SMP may be part of the problem here, but I think I have a work around
for the underlying problem. The issue is I think that xfs log writes are
somewhere between 512 bytes and 32K in size, and they vary in 512 byte
multiples. This causes the log writes to trigger some code in raid5
which makes you wait for other I/O to complete.
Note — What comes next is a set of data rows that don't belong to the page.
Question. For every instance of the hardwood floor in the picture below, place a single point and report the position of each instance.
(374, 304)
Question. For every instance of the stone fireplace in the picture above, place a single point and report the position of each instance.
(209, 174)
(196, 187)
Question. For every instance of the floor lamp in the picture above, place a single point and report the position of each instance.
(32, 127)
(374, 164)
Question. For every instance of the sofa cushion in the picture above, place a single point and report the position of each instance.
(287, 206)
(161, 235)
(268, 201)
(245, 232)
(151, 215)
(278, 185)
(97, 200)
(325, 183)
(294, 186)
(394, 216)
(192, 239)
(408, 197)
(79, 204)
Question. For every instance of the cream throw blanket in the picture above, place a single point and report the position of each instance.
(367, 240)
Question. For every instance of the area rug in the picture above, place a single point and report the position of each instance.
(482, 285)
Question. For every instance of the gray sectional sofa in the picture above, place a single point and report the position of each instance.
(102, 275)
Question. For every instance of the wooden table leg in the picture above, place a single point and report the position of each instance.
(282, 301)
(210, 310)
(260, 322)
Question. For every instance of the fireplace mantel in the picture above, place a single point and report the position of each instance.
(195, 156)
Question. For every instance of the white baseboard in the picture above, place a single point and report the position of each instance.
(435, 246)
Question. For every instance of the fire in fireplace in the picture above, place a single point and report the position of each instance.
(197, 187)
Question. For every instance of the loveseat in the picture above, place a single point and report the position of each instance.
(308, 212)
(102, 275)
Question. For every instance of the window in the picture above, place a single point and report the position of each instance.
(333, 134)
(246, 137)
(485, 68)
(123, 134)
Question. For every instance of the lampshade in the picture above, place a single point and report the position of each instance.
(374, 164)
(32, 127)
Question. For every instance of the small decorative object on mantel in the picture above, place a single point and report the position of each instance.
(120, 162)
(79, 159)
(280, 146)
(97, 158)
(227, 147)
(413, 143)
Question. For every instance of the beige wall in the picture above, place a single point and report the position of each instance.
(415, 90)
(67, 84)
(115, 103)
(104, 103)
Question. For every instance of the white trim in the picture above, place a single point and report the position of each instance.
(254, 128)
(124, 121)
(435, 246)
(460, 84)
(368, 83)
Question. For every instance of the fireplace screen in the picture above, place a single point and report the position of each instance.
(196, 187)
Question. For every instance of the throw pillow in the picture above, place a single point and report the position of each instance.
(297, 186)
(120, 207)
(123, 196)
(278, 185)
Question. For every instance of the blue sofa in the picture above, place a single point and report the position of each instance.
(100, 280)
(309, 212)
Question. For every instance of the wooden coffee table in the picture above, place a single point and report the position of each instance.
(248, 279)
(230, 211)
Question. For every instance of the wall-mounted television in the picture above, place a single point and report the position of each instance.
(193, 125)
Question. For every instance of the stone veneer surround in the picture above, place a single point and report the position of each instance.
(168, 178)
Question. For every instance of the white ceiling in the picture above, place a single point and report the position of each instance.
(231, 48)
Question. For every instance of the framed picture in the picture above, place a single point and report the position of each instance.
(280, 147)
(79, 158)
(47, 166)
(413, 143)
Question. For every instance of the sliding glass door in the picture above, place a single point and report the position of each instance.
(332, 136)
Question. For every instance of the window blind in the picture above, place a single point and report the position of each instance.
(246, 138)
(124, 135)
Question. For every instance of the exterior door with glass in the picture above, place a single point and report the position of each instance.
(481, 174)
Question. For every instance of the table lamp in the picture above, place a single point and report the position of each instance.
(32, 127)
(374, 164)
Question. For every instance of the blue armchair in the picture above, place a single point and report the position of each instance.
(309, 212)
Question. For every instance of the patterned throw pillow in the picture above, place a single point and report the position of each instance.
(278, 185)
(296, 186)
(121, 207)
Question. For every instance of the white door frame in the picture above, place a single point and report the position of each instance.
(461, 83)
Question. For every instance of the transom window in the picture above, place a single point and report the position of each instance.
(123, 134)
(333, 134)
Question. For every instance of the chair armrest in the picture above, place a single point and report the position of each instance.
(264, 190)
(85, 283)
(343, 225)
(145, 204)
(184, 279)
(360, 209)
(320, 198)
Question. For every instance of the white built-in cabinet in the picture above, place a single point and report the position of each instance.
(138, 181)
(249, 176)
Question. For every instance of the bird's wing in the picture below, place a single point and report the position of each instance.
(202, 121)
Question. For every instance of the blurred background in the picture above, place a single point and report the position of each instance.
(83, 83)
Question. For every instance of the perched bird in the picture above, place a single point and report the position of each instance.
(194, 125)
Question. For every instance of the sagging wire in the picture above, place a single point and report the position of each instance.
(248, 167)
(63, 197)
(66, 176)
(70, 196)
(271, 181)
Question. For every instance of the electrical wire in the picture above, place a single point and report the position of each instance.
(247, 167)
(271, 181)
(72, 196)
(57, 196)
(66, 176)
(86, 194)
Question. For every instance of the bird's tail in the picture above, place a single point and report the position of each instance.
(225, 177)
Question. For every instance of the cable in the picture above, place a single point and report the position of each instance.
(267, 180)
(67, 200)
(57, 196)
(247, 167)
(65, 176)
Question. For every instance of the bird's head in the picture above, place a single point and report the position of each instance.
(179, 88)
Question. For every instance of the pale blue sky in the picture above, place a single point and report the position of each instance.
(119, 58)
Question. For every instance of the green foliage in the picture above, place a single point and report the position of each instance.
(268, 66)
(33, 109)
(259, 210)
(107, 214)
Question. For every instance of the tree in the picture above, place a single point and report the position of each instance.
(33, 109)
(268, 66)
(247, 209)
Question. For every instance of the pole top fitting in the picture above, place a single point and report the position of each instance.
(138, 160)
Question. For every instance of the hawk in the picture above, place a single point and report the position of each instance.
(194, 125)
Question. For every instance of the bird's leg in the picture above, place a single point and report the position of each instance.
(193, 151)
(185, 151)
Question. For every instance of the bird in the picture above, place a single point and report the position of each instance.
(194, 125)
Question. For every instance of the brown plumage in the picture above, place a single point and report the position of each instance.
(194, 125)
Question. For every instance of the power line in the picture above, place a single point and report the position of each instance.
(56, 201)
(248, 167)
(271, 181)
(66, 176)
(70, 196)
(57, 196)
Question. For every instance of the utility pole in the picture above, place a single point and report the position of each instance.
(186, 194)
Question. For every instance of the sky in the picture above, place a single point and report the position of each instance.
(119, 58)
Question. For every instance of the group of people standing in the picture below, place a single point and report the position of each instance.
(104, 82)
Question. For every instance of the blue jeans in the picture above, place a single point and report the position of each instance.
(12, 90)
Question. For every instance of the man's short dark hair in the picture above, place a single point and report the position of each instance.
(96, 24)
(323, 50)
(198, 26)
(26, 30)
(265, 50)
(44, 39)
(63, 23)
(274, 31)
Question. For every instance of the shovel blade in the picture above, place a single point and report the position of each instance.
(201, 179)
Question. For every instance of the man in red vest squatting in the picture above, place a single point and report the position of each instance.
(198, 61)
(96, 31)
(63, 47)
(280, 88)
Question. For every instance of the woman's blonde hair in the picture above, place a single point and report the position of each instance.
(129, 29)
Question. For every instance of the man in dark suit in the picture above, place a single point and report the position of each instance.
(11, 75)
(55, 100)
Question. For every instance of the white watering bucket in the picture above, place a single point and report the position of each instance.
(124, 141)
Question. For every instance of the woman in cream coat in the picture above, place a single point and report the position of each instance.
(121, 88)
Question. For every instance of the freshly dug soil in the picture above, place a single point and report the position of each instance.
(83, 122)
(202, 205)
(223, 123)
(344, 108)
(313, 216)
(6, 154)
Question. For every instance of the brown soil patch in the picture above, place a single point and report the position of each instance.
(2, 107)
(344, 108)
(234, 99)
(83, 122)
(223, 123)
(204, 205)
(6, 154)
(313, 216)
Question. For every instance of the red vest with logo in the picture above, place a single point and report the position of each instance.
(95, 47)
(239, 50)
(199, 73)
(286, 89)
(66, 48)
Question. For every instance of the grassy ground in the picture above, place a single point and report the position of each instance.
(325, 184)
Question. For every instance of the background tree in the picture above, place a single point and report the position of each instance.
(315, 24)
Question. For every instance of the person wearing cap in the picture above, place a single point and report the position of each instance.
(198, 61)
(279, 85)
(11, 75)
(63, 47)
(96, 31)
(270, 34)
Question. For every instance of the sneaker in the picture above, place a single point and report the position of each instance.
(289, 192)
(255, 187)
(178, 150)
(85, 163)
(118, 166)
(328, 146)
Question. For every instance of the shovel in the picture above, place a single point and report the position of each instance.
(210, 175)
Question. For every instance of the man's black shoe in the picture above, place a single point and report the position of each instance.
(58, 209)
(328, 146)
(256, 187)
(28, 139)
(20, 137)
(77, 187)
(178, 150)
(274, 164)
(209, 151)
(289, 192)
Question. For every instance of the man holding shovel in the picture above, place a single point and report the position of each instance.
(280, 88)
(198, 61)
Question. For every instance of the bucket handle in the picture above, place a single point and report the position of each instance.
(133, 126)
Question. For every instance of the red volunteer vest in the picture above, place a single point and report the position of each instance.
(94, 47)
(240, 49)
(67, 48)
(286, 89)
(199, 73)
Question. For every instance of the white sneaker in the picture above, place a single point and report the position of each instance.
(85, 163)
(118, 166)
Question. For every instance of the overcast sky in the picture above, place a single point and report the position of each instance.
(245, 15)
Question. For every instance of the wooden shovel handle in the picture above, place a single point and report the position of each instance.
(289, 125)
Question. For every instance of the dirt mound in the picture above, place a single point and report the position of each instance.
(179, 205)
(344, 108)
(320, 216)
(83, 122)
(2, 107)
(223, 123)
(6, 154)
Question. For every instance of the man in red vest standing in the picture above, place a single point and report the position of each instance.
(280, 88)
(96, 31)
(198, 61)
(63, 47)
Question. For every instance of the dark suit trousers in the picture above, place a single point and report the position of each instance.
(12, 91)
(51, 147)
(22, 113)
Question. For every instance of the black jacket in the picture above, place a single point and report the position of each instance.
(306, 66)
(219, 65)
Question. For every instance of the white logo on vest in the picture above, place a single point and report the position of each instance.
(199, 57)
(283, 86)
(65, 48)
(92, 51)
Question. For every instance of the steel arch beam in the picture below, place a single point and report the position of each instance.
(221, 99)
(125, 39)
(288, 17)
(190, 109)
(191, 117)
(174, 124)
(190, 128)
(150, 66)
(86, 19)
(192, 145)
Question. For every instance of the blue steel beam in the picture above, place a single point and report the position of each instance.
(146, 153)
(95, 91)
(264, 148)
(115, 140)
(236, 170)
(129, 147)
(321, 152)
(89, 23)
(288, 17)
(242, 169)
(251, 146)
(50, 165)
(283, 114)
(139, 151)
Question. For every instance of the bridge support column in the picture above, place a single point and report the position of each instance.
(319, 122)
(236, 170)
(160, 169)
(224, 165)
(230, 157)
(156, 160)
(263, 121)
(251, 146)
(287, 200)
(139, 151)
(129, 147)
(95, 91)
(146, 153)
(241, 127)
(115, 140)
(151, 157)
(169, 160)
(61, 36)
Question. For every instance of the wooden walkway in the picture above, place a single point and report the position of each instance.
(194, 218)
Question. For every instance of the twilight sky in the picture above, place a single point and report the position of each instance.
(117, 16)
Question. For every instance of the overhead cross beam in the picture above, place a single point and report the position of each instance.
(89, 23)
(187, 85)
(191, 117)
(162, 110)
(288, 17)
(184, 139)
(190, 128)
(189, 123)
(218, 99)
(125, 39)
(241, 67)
If you choose another partition (non raid5) for the log and make an external
log instead of using an internal log then the issue should go away, we
are going to test this here. I suppose a mirrored log would be the best
solution here as you could still survive the loss of a drive with the
log on it.
In the meantime I am going to look at how we can stripe align the log writes
which would be a good thing anyway.
> It looks like a kernel SMP issue more than a 3ware driver
> - I have tried the following SMP kernels:
> 2.4.3-xfs-1.0.1 and 2.4.7pre8 cvs version which include
> the same 3ware 3w-xxxx driver. (I have not yet flash the firmware).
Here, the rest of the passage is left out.